Following is the editorial published in Sail-World NZ's newsletter published on May 10, NZT. It is republished for those who don't subscribe to Sail-World.com's New Zealand newsletter.
Tragedy hit the 2013 America's Cup with the death of double Olympic Medalist, Andrew 'Bart' Simpson.
He was a member of the British sailing elite, that sadly has now lost two of its number, with 1996 Olympic Silver Medalist John Merrick's death in a car crash in 1997, and now that of Bart Simpson.
Bart was part of an era of achievement by Great Britain, that will never be matched again in sailing.
Two of the world's Sailing families are in mourning for one of their own. The Olympic family for having lost a double Medalist; and the America's Cup sailing family for having lost a great competitor, who looked set to become part of the next British America's Cup Challenge.

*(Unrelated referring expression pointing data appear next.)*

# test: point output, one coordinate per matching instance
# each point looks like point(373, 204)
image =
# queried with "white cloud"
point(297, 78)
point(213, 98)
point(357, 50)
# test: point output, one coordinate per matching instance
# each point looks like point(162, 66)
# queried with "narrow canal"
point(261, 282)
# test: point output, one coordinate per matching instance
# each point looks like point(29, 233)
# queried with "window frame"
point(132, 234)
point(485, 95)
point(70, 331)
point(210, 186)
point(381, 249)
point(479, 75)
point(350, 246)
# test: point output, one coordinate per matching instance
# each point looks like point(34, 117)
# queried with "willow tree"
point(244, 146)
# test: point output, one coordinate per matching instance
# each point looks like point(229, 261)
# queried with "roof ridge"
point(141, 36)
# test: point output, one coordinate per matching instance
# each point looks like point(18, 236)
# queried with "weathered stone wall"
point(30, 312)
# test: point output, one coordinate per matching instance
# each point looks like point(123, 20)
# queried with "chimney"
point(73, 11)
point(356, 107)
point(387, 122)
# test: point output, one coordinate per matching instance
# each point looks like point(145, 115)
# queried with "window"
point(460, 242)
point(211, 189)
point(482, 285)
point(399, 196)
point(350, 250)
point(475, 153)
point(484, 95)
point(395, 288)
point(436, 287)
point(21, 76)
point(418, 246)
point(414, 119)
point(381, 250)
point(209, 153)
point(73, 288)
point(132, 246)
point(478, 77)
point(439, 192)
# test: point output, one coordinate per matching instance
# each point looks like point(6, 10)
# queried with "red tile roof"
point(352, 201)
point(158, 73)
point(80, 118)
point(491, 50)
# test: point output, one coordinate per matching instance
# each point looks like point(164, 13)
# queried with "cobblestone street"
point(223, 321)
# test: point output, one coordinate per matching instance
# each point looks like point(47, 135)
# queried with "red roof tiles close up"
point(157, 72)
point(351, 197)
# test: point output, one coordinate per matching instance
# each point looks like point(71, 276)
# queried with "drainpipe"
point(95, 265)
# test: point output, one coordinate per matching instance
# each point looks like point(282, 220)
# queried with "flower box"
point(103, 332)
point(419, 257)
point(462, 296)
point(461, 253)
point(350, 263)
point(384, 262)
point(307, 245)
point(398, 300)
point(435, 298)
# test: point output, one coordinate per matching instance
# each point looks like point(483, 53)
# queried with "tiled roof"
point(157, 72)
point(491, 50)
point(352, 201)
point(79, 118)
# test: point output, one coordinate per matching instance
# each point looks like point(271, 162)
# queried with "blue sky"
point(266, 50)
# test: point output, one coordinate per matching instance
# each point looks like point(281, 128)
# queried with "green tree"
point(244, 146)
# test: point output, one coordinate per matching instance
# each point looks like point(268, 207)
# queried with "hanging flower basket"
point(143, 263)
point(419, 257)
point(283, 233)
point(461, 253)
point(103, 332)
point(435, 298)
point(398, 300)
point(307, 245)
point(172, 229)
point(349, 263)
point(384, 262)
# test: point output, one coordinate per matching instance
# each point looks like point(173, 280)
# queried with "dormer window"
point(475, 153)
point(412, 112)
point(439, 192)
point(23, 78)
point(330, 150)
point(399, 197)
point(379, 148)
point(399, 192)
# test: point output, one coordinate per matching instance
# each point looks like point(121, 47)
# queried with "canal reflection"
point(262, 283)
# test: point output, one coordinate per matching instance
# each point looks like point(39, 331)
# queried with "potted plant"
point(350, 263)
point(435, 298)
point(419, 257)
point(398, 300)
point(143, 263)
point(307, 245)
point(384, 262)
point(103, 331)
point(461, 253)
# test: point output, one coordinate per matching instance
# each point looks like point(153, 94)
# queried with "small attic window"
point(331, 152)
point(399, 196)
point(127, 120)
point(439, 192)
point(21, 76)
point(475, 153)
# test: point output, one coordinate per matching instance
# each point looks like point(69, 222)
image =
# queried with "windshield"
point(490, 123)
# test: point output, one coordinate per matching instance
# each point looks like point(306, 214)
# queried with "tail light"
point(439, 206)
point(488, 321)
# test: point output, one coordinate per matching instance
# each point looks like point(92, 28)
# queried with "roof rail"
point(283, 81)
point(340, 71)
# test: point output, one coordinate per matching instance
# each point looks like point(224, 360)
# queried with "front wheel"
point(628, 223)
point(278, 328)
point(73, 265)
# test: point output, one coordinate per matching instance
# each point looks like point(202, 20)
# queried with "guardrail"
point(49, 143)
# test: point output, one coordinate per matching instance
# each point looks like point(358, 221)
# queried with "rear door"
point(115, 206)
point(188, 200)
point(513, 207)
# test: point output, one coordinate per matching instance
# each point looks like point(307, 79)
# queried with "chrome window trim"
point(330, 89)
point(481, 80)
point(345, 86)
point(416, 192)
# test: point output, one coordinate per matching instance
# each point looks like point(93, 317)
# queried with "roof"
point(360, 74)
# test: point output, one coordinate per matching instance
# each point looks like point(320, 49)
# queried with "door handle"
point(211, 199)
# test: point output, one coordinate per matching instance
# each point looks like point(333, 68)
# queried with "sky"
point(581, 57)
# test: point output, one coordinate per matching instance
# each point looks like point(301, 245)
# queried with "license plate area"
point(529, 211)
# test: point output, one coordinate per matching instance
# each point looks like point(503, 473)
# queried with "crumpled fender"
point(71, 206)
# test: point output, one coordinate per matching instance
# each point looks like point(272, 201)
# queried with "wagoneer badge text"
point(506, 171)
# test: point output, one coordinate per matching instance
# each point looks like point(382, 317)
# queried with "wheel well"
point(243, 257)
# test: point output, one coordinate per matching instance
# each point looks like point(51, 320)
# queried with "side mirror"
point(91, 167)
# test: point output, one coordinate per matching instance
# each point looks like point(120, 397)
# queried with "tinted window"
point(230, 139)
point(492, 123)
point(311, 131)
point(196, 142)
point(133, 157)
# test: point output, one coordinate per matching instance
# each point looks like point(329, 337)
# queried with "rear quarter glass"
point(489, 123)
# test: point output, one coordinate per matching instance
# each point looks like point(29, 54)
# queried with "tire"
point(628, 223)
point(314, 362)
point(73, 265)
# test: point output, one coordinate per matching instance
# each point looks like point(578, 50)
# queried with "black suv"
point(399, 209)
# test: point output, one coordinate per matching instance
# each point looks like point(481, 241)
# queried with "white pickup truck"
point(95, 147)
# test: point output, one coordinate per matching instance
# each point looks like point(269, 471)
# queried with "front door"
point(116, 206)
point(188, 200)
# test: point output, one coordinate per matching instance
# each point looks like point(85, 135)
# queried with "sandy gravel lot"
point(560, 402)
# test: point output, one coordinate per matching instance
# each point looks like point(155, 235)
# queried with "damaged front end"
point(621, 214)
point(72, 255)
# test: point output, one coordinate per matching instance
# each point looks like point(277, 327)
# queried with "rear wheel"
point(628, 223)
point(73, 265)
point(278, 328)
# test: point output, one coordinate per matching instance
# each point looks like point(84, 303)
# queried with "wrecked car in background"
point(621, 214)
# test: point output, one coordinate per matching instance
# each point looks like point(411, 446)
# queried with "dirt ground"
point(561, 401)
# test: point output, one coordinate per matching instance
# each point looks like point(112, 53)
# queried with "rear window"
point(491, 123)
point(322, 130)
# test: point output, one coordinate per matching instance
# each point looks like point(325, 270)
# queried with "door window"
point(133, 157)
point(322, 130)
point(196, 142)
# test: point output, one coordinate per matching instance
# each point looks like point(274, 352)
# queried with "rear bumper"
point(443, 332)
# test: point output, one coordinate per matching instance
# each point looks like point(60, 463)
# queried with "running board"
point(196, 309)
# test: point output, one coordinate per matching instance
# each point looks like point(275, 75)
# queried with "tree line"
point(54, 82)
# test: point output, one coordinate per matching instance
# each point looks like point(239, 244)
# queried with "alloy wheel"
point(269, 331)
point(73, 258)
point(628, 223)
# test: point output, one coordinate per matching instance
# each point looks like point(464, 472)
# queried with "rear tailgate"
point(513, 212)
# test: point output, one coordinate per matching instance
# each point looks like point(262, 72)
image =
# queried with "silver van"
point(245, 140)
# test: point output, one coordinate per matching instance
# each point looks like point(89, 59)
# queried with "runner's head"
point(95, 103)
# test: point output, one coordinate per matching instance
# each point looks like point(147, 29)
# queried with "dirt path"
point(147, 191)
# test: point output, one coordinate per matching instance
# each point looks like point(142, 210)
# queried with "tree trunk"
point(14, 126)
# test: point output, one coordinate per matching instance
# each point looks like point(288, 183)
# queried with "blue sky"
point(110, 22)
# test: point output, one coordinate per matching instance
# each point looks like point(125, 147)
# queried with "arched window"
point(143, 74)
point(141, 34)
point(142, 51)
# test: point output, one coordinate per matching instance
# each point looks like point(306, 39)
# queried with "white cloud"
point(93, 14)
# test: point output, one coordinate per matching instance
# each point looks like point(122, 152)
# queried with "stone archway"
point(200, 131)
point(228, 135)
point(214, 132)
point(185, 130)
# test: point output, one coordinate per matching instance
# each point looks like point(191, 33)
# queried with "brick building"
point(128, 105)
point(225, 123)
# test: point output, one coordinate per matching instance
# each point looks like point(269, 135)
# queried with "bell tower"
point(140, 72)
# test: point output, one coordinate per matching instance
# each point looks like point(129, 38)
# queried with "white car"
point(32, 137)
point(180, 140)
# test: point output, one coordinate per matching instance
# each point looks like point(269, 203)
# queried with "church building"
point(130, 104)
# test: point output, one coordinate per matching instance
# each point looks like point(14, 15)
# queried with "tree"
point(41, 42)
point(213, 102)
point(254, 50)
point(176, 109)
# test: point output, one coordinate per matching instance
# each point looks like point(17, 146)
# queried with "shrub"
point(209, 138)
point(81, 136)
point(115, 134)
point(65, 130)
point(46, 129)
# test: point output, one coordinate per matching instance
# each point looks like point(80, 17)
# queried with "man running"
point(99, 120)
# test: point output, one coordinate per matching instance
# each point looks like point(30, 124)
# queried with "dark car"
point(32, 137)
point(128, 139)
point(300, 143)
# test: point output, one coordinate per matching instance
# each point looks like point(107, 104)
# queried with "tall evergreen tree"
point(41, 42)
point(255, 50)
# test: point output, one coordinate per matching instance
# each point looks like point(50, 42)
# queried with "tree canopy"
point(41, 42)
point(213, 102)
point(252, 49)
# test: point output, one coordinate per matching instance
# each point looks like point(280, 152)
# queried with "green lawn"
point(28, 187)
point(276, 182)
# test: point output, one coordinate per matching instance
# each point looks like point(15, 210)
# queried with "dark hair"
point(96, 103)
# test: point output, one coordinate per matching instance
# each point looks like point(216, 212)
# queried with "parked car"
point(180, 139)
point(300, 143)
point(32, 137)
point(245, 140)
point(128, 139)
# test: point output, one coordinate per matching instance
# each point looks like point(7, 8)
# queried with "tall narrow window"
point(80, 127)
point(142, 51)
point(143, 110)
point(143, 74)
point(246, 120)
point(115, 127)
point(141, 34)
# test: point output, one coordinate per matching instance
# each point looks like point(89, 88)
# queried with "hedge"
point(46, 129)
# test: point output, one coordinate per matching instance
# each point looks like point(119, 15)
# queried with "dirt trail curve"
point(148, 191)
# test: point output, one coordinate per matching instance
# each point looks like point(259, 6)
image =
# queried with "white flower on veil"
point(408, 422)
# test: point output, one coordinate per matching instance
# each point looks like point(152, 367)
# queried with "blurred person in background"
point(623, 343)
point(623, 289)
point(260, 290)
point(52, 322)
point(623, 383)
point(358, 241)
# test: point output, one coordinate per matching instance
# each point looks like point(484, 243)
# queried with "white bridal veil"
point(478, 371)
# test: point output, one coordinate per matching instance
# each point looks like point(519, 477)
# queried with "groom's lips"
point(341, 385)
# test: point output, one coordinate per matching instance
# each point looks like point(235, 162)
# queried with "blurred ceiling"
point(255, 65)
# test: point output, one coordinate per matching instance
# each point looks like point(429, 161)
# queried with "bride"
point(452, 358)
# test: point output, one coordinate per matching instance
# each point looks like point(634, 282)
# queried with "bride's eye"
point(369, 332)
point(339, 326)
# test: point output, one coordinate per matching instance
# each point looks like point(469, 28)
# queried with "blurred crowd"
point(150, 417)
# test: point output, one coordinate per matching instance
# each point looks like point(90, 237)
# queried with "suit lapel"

At Sail-World we mourn the passing of one of the characters of the sport, as well as one of its great achievers, and our condolences to his family and many friends.
Of course, the world of sailing is in shock at today's turn of events.
Only sailors understand the attraction of sailing in light winds and strong. Those outside the sport judge us by different standards, and with the benefit of hindsight.
The question is where to from here?
Already two inquiries are underway, one by the San Francisco Police Department. Quite where those go is unclear at this stage.
There will obviously be a lot of issues raised, and things that could have been done better. Losing two boats, and one death, in the course of eight months is not a good look in the eyes of the public or officialdom.
The point is that the AC72's are new boats, a new type of sailing, and we will all learn from it. Those lessons may go right through the sport.
While one team may lose the point, by the same token the other team has to complete the course to win the point, and in the process may lose their boat. That is a risk that is always inherent in high performance sailing, which is often a test of seamanship as well as just sailing fast.
One thing is for sure, after today's tragic events, no-one can blame a team, or individuals for electing not to race.
And in the same vein, everyone that goes on the water knows what the risks are. That a combination of a sudden gust of wind, an unusual wave, some gear breaking, and just being in the wrong place at the wrong time, could cause injury or cost you, your life.
Very sadly, Andrew Simpson has joined a long list of very experienced sailors who have lost their lives at sea, pursuing the sport they love - Hans Horrevoets, Rob James, Eric Tarbarly, and Larry Klein to name but a few.
And having learned any lessons to be had, we will continue.